A bancada evangélica faz coro contra a legalização. Dentro do partido de Pacheco, a avaliação é de dificuldade para a aprovação do texto, que requer debate extensivo. Maior bancada do Senado, o MDB deve se posicionar de forma majoritariamente contrária à matéria. A CNBB (da Conferência Nacional dos Bispos do Brasil) também tem se articulado para barrar o debate.
O vice-líder do governo, senador Carlos Viana (MDB-MG), já se manifestou contra. “A experiência internacional mostra que os grandes cassinos são usados para lavagem de dinheiro, tráfico de drogas e prostituição. A fiscalização desse setor é muito difícil”, justificou Viana, ponderando que, apesar da legalização ter potencial de trazer receita ao país, os prejuízos com aumento de gastos com saúde pública e combate ao crime organizado não compensariam.

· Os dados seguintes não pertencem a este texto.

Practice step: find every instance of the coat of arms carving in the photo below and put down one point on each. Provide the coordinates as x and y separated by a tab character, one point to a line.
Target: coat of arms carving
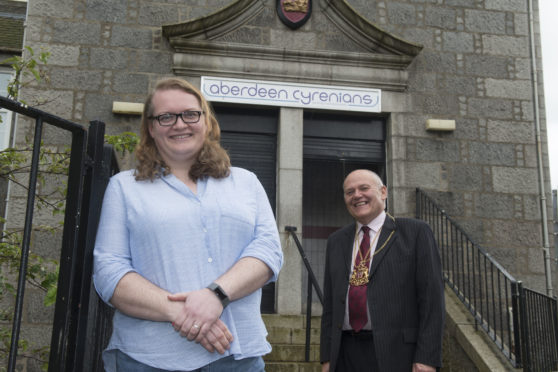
294	13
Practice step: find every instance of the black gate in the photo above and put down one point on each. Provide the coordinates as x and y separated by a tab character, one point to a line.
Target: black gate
81	321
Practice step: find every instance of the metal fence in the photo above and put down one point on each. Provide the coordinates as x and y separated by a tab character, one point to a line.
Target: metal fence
520	322
81	321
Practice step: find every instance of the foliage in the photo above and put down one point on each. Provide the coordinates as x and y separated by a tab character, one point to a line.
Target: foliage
42	272
27	70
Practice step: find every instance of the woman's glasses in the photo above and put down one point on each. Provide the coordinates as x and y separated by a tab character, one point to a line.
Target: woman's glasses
168	119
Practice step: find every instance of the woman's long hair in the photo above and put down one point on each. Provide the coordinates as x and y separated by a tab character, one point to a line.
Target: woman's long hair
211	161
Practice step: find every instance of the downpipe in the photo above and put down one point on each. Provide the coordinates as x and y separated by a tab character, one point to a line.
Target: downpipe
540	168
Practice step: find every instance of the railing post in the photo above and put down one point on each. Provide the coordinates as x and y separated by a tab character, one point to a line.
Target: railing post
25	244
518	345
308	319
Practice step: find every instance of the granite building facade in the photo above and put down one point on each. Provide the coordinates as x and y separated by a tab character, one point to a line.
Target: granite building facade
457	113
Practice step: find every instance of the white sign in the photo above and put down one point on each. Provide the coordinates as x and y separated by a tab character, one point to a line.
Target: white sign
271	93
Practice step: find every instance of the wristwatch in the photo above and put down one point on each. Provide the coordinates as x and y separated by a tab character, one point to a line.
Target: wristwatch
221	295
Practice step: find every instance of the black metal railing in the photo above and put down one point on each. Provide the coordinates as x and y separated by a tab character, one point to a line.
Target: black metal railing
78	321
515	318
312	282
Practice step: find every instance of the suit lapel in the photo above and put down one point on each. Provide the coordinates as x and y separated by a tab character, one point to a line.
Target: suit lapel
386	239
348	242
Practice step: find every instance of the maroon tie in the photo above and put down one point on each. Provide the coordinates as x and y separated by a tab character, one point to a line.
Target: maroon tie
358	314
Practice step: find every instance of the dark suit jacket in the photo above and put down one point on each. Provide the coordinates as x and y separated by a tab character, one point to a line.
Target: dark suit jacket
405	295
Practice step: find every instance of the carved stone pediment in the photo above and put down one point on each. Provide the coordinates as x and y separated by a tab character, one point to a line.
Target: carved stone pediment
378	59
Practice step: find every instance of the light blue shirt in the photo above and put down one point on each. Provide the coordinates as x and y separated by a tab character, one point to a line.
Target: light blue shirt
182	242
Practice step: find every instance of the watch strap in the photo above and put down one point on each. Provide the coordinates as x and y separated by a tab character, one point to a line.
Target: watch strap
220	293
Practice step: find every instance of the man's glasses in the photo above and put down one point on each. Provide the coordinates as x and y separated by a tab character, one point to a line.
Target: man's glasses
168	119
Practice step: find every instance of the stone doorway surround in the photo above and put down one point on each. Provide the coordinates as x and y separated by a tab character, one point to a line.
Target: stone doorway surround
374	59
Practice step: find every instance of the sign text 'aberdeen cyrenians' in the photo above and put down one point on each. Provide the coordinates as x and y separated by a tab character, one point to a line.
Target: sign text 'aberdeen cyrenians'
291	94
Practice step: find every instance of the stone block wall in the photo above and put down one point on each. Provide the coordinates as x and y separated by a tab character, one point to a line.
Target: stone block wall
474	69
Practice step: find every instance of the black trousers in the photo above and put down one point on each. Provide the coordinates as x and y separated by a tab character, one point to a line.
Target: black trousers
357	353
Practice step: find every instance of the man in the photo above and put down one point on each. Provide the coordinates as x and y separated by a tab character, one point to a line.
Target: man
383	289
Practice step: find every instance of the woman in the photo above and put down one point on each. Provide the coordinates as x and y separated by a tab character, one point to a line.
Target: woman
179	238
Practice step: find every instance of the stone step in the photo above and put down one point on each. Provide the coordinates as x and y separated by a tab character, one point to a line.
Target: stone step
293	367
292	336
290	321
292	353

O líder do Podemos, Alvaro Dias (PR), ainda não confirmou uma orientação de bancada e acredita que um debate extensivo vai tomar os corredores a partir de terça, podendo haver uma articulação capaz de fazer a matéria avançar. Dentro do partido, há, no entanto, senadores que já movimentam os bastidores para barrar a proposta, como é o caso de Eduardo Girão (CE).
“É um assunto extremamente sem sentido nesse momento, uma inversão de prioridades. Estamos vendo o desemprego alto, a fome, inflação e esse projeto não aplaca nada com relação a isso. Acredito que podemos reverter o resultado da Câmara, pois os argumentos contrários são muito consistentes”, defendeu Girão, ao R7, destacando o apoio de entidades de controle e fiscalização do Brasil que apontam a facilitação para o crime organizado.
Sem uma orientação definida da base, ainda que o projeto passe, a expectativa é que seja vetado pelo presidente Jair Bolsonaro. Publicamente, ele tem dito que não legalizará os jogos de azar, mas acredita que o veto pode ser derrubado pelo Congresso. Em contrapartida à negativa, o governo não tem se movimentado para evitar que a proposta ganhe corpo no Senado, aumentando a possibilidade de uma futura aprovação, assim como ocorreu na Câmara.
Em um movimento oposto, o senador Angelo Coronel (PSD-BA) mostra-se como um porta-voz favorável ao tema dentro do Senado e já começa as articulações, inclusive ao lado de Pacheco, colega de partido, na tentativa de destravar o debate. “Vou defender, eu sou favorável à legalização. As potências mundiais, econômicas, com exceção da Indonésia e da Arábia Saudita, que compõem o G20, todas têm os jogos legalizados, assim como os países do Mercosul, com exceção do Brasil. Nós temos que tratar jogos como atividade econômica, não como costume”, argumentou ao R7.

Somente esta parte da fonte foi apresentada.